Encontramos lo que creíamos que era el lugar: un anfiteatro natural en una montaña de la cordillera de Magaliesberg. Ya había un remolino de qi alrededor del anfiteatro (en el sentido de las agujas del reloj al mirarlo desde arriba), pero bajo el suelo había una sensación que no era del todo buena.

Laozu orgone gifting a vortex with orgonite TBs
Kelly cavando en un TB o dos

Mientras descansaba tras la subida, apareció un ser sheng y me indicó que colocara TB en los lugares adecuados a lo largo del flanco. Georg comentó el aumento inmediato de «energía» en el lugar. Sin embargo, todavía había un buen
número de entidades negativas merodeando por allí. Otro ser sheng vino a ayudar a eliminarlas.
Normalmente, cuando se estimula un vórtice con TB, un remolino de sheng qi se eleva en el aire en espiral. Con este vórtice, el sheng qi se derramaba desde el cielo hacia el suelo cerca del centro del anfiteatro, pero sin formar espiral.
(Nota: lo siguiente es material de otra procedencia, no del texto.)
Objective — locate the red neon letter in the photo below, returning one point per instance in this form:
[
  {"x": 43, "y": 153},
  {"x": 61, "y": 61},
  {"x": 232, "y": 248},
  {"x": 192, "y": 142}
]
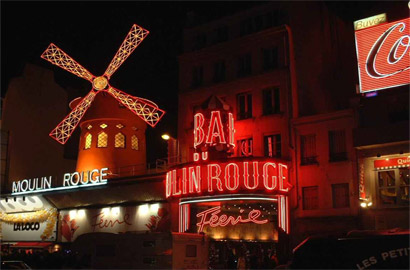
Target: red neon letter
[
  {"x": 168, "y": 185},
  {"x": 283, "y": 178},
  {"x": 211, "y": 177},
  {"x": 199, "y": 134},
  {"x": 194, "y": 179},
  {"x": 231, "y": 130},
  {"x": 235, "y": 177},
  {"x": 175, "y": 183},
  {"x": 215, "y": 122},
  {"x": 246, "y": 175},
  {"x": 266, "y": 176},
  {"x": 184, "y": 181}
]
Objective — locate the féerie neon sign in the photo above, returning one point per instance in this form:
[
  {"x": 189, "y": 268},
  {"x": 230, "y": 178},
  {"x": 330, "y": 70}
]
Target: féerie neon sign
[{"x": 210, "y": 217}]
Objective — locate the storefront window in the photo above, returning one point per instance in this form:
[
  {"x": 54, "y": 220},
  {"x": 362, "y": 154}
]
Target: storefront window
[{"x": 393, "y": 187}]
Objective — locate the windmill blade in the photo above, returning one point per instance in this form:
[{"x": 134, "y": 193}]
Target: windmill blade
[
  {"x": 131, "y": 41},
  {"x": 66, "y": 127},
  {"x": 58, "y": 57},
  {"x": 144, "y": 108}
]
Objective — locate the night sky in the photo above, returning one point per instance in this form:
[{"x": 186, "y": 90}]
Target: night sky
[{"x": 91, "y": 33}]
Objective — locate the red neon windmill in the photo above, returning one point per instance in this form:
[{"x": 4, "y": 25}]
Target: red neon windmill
[{"x": 145, "y": 109}]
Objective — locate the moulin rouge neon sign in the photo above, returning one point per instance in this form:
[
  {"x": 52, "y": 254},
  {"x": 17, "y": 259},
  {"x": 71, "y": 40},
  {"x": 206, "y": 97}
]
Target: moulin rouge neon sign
[
  {"x": 383, "y": 56},
  {"x": 226, "y": 175},
  {"x": 210, "y": 217}
]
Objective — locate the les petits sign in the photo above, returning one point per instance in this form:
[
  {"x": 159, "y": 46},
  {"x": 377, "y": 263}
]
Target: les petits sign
[
  {"x": 227, "y": 175},
  {"x": 70, "y": 180},
  {"x": 383, "y": 55}
]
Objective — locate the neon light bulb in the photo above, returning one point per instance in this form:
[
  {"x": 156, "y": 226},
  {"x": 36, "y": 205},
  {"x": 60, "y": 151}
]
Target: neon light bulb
[
  {"x": 283, "y": 180},
  {"x": 224, "y": 220},
  {"x": 246, "y": 175},
  {"x": 266, "y": 176},
  {"x": 168, "y": 184},
  {"x": 143, "y": 210},
  {"x": 235, "y": 176},
  {"x": 199, "y": 133},
  {"x": 175, "y": 183},
  {"x": 184, "y": 181},
  {"x": 154, "y": 207},
  {"x": 212, "y": 176},
  {"x": 215, "y": 123},
  {"x": 73, "y": 214},
  {"x": 81, "y": 213},
  {"x": 231, "y": 130},
  {"x": 115, "y": 211},
  {"x": 194, "y": 179},
  {"x": 204, "y": 155}
]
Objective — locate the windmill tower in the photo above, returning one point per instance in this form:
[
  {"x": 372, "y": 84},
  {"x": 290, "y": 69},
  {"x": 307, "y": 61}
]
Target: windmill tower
[{"x": 111, "y": 135}]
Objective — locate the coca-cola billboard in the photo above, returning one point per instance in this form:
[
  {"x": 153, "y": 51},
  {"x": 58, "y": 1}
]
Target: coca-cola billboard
[{"x": 383, "y": 55}]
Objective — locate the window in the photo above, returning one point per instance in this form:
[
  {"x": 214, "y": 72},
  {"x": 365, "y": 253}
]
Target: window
[
  {"x": 393, "y": 186},
  {"x": 271, "y": 100},
  {"x": 190, "y": 251},
  {"x": 337, "y": 145},
  {"x": 197, "y": 76},
  {"x": 244, "y": 108},
  {"x": 245, "y": 147},
  {"x": 221, "y": 34},
  {"x": 134, "y": 143},
  {"x": 340, "y": 195},
  {"x": 119, "y": 140},
  {"x": 244, "y": 65},
  {"x": 102, "y": 140},
  {"x": 270, "y": 58},
  {"x": 199, "y": 41},
  {"x": 88, "y": 139},
  {"x": 308, "y": 149},
  {"x": 273, "y": 147},
  {"x": 246, "y": 27},
  {"x": 219, "y": 71},
  {"x": 310, "y": 198}
]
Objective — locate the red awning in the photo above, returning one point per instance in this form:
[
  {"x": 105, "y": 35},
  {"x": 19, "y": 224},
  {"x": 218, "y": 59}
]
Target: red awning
[{"x": 32, "y": 244}]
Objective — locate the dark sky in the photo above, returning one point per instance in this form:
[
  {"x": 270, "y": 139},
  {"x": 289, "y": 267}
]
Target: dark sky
[{"x": 91, "y": 33}]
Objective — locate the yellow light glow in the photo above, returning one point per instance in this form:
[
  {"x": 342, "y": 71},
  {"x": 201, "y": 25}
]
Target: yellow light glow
[
  {"x": 115, "y": 211},
  {"x": 73, "y": 214},
  {"x": 165, "y": 137},
  {"x": 154, "y": 207},
  {"x": 143, "y": 210},
  {"x": 81, "y": 213}
]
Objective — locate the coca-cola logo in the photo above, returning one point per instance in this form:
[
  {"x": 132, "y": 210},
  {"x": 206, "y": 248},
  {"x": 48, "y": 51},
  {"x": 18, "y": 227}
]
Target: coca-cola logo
[
  {"x": 383, "y": 56},
  {"x": 29, "y": 226}
]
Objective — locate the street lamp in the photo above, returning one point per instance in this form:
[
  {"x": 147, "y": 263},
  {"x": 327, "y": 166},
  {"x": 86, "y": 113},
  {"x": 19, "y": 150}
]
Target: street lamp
[{"x": 173, "y": 149}]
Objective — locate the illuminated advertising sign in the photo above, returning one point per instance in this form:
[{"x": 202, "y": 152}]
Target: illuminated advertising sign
[
  {"x": 146, "y": 217},
  {"x": 214, "y": 177},
  {"x": 70, "y": 180},
  {"x": 228, "y": 176},
  {"x": 383, "y": 56},
  {"x": 392, "y": 163},
  {"x": 369, "y": 22}
]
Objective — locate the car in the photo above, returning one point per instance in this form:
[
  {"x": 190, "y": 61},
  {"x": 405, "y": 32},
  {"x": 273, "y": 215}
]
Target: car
[
  {"x": 355, "y": 251},
  {"x": 14, "y": 265}
]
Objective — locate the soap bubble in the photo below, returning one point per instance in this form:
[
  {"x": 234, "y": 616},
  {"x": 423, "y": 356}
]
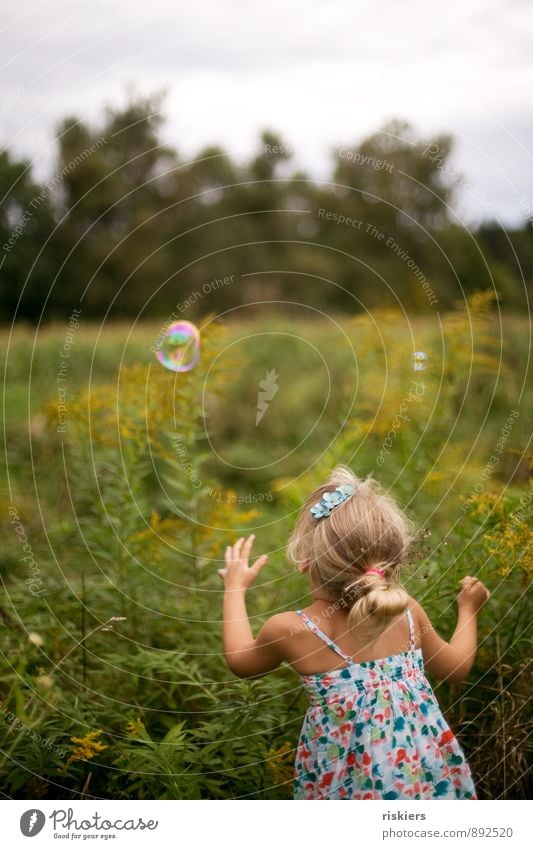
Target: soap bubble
[
  {"x": 420, "y": 360},
  {"x": 180, "y": 348}
]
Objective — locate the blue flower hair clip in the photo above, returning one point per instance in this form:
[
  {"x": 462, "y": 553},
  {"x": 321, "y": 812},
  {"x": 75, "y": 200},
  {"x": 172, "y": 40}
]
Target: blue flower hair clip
[{"x": 330, "y": 500}]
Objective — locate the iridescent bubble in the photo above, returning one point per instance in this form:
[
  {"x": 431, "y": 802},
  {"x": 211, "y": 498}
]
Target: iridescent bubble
[
  {"x": 420, "y": 360},
  {"x": 180, "y": 348}
]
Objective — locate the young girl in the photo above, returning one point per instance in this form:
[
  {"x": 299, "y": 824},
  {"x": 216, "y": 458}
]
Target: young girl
[{"x": 373, "y": 729}]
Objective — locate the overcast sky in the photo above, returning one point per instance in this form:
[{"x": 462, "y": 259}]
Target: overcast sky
[{"x": 321, "y": 72}]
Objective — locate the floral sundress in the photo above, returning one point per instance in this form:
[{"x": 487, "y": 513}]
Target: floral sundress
[{"x": 374, "y": 730}]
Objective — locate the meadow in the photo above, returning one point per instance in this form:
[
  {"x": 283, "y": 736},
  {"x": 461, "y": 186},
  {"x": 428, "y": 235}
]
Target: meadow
[{"x": 117, "y": 509}]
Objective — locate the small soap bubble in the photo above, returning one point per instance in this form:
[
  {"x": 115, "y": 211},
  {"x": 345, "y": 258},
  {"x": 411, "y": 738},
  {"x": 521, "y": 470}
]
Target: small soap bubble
[
  {"x": 180, "y": 348},
  {"x": 420, "y": 360}
]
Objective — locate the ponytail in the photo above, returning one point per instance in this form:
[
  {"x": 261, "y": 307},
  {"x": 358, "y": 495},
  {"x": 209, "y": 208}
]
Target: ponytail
[{"x": 374, "y": 602}]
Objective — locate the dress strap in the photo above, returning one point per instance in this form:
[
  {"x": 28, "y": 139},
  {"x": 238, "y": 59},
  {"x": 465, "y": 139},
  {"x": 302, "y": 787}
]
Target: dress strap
[
  {"x": 411, "y": 630},
  {"x": 316, "y": 630}
]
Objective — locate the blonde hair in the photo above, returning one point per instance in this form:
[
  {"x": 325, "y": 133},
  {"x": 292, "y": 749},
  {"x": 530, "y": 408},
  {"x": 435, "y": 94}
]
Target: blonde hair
[{"x": 367, "y": 530}]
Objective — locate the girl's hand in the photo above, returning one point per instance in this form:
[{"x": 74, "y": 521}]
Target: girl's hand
[
  {"x": 238, "y": 575},
  {"x": 473, "y": 593}
]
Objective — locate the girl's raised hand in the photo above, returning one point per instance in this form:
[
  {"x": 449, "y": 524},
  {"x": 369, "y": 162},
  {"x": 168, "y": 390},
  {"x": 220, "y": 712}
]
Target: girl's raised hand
[
  {"x": 238, "y": 575},
  {"x": 473, "y": 593}
]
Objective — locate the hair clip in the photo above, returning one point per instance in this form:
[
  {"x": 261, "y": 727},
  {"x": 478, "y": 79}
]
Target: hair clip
[
  {"x": 330, "y": 500},
  {"x": 377, "y": 571}
]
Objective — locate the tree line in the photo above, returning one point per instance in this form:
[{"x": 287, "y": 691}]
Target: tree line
[{"x": 128, "y": 226}]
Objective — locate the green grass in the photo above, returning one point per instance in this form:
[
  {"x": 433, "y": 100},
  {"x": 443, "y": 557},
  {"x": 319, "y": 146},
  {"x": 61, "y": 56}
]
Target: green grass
[{"x": 117, "y": 528}]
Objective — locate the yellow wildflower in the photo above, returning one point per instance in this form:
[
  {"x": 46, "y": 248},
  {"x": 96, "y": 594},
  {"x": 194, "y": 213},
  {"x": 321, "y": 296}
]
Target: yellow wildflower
[
  {"x": 86, "y": 747},
  {"x": 136, "y": 727}
]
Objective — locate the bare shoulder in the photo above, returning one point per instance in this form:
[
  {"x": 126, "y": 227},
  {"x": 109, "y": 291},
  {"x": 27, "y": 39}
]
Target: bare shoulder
[{"x": 280, "y": 625}]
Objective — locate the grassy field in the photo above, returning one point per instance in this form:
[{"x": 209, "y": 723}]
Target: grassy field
[{"x": 112, "y": 682}]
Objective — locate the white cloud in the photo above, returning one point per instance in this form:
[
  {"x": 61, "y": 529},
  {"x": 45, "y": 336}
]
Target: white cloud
[{"x": 318, "y": 73}]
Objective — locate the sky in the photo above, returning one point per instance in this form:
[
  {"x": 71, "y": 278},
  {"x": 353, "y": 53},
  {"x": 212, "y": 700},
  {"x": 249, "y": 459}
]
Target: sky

La forma del espacio en el que el qi se derramaba era cónica, pero los lados eran más empinados que el cono del qi que se elevaba en espiral de un vórtice normal.
Finalmente llegó la hora de partir, pero teníamos la intención de volver, en algún momento antes de que concluyera mi estancia en África.
La extensión del dosel sheng era ahora tal que teníamos que planificar un viaje más lejos de casa. Tres años antes, Georg había estado en Zimbabue, y sus historias sobre la zona capturaron mi imaginación. Decidimos tomar una ruta circular: hacia el oeste hasta la frontera sur de Botsuana, hacia el norte a través de Botsuana hasta Zimbabue, hacia el este atravesando Zimbabue, y de nuevo hacia el sur hasta Pretoria y Johannesburgo. Nos llevaría unos diez días, y compramos provisiones para el viaje, incluyendo harina de maíz para el trueque y regalos, y bidones de combustible para llevar diésel extra. La camioneta de Georg utilizaba este tipo de combustible, y él sabía que en aquellos días no se podía conseguir gasóleo en Zimbabue. Los vórtices latentes que visitamos fueron demasiado numerosos para describirlos aquí, así que solo mencionaré los más interesantes.
No muy lejos al oeste de Johannesburgo encontramos un vórtice latente situado en una colina alta en la sabana, dentro de una propiedad privada. Georg detuvo la camioneta justo al lado de la carretera. Acababa de trepar por una verja cerrada con llave cuando llegaron el propietario de la finca y su esposa. Afortunadamente, el granjero y su esposa fueron muy amables, abrieron la verja para que Georg pudiera conducir la Tata II (la camioneta de Georg) hasta su propiedad y acercarse a la colina. Nos dejó la llave de la verja, pidiéndonos que la cerráramos con llave cuando nos fuéramos más tarde. Esto fue, en cierto modo, característico del viaje que nos esperaba, por el trato amable que íbamos a recibir a lo largo de todo el trayecto (con la excepción de las fronteras de Zimbabue). En esta primera etapa del viaje, por lo general costaba más llegar a los vórtices, ya que el terreno era montañoso y los vórtices suelen encontrarse en las colinas cuando estas están presentes en el paisaje. Georg, sin embargo, quizá gracias a sus numerosas misiones de donación de torres, tiene un don para llevar su vehículo adonde quiere ir, y eso nos ahorró un tiempo considerable. Uno de los momentos más destacados, desde mi punto de vista, fue encontrarme con un kudú en la sabana mientras caminaba hacia un vórtice. Cruzamos la frontera entre Sudáfrica y Botsuana cerca de Lobatse al anochecer, y pasamos la primera noche en un motel en el lado de Botsuana.
La gente de Botsuana era amable y parecía estar en pleno auge económico. La capital, Gaborone, estaba animada y en crecimiento. Algo más al norte de esa ciudad había un vórtice en una colina no muy lejos de la carretera, pero el lugar estaba cerrado con verja y vallado. Entramos en coche y nos encontramos con trabajadores listos para salir al campo. Era una granja del gobierno y, estrictamente hablando, no se permitía la entrada a visitantes, pero Georg habló con varios de los trabajadores sobre la misión del vórtice, y un par de ellos, que parecían tener más responsabilidad que los demás, le dijeron que podíamos subir a la colina. Resultó que el vórtice no estaba muy lejos en lo alto de la colina, y al regresar, varios de los que aún se encontraban en las viviendas de la granja salieron con curiosidad para ver a la pareja. Georg les explicó lo que hacen los TB, le dio uno a uno de los hombres y pronto la mayoría los quería. No había suficientes para todos, pero bastantes se llevaron uno.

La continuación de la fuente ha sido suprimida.